In regard to the pervasive nature of violence against women, Kem said it would take the involvement of everyone to fight it, beginning with challenging its normalisation.
“Violence against women and girls is pervasive, but it’s not inevitable. It can end and the decision to end it lies with each and every one of us. We should all challenge its normalization by uniting commitments, resources, and resilience in action to prevent it, protect women and girls, especially those in vulnerable situations and hold perpetuators accountable,” she said.
Kem said that violence against women has a cost on the individual woman or girl, the family, community, society, and the economy in terms of loss of human lives; loss of self-esteem and self-confidence, loss of labor; finances and emotions.
However, despite the gloomy and pervasive nature of violence against women, Rwanda has made many good and promising practices that are making a dent in rolling it back, citing the improvement in the investigation, collection and management of evidence by Rwanda Investigation Bureau (RIB) and Isange One-Stop Centre as an example.

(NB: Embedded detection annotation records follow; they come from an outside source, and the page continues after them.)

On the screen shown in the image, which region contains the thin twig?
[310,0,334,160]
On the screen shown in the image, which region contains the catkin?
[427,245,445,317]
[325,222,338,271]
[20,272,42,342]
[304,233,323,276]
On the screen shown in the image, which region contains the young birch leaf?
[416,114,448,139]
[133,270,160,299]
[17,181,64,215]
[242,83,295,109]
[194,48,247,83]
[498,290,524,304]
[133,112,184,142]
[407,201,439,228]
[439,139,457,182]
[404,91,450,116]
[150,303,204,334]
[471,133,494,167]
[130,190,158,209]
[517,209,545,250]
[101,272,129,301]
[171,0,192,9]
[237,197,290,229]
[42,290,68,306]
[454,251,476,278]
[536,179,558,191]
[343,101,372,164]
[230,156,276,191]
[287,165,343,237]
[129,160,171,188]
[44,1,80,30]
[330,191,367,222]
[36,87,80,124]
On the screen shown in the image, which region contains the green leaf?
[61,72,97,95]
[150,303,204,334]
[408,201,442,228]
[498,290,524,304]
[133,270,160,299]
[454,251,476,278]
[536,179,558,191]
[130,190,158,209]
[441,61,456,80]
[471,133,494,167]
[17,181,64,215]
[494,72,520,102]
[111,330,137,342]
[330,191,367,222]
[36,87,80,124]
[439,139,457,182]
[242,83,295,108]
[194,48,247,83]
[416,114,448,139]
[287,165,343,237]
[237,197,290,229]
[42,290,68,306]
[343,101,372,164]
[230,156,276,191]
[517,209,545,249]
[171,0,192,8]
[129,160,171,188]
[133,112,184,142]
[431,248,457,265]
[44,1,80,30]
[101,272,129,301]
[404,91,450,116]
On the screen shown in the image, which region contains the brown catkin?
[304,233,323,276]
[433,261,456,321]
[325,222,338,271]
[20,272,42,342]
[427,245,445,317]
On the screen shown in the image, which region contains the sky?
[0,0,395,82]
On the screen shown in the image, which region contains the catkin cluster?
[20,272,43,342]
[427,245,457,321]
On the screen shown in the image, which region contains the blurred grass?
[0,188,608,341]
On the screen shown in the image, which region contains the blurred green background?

“On behalf of the One UN in Rwanda and on my own behalf, I would like to express my appreciation to the Government of Rwanda, once more, for its leadership and unwavering commitment to ending violence against women and girls, promoting gender equality and women empowerment across the board,”
“Rwanda Isange One Stop Centers and RIB investigation approaches are becoming learning points for other countries in the region and beyond,” said Kem, who represented the UN Resident Coordinator.
The 16 days were initiated by activists at the inaugural Women’s Global Leadership Institute in 1991 and continue to be coordinated in each country by respective stakeholders with the mandate to fight against gender-based violence. This effort also complements the UN’s UNiTE campaign to end violence against women by 2030.